【旧版】ドラゴンライダー
KT
第一話 ダウン・アンド・アウト
ダウン・アンド・アウト 1
青のただ中で、竜の背に乗っていた。
見上げた視界に映る、境界線のない澄みきった景色。常なら雲が浮かんでいるだろうそれに、この日は太陽だけが輝いていた。
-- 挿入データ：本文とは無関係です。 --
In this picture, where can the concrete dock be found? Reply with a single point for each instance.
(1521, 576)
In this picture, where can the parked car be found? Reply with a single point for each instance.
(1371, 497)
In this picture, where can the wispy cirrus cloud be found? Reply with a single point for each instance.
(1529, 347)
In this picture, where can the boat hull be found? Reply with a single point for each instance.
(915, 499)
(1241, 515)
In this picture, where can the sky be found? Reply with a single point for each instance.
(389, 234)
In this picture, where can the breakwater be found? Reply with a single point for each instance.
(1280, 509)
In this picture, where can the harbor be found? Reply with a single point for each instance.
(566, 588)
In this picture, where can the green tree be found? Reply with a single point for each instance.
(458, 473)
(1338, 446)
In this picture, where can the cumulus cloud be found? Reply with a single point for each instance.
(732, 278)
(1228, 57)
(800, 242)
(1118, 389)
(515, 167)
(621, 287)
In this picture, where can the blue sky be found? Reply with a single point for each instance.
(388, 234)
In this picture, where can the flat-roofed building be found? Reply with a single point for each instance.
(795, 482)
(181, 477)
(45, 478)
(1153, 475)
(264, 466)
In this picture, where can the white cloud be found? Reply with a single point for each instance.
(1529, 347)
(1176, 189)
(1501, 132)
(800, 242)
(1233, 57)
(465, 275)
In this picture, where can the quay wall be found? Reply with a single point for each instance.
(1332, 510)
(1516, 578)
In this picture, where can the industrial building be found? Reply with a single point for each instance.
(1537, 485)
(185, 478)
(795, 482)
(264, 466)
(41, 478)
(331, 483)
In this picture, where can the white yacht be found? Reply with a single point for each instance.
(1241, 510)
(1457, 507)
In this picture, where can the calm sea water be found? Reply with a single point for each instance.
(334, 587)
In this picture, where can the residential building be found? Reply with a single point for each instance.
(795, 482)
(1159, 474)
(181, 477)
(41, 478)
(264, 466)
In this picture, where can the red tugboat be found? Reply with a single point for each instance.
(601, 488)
身に付けるフルフェイスヘルメットはシールドが上げられており、当たり心地の良い風が入り込む。それは、少し、はみ出たアッシュグレーの髪を
「もう、すぐだ」
呟いた声は何かを待ちわびているようで、しかし、僅かに震えていた。
ギャオウ!
美しい、黄金色の竜。最高の相棒。怖いものは、ない。
そのうち、視界に様々な色が飛来してきた。赤、茶、緑、銀……その、どれもが挑戦的な視線を投げつけて通り過ぎていく。
胸の奥が熱くなる。これは、たぶん、新しい玩具を試す直前のような躍る気持ちだ。気負いはない。この先には、希望が待っている。
「ゴルト、行こう」
竜の口元から伸びる手綱を握り締め、相棒に声をかけた。黄金色の竜は、ふん、と大きく鼻を鳴らして、気合い充分に翼を空へ打ちつけた。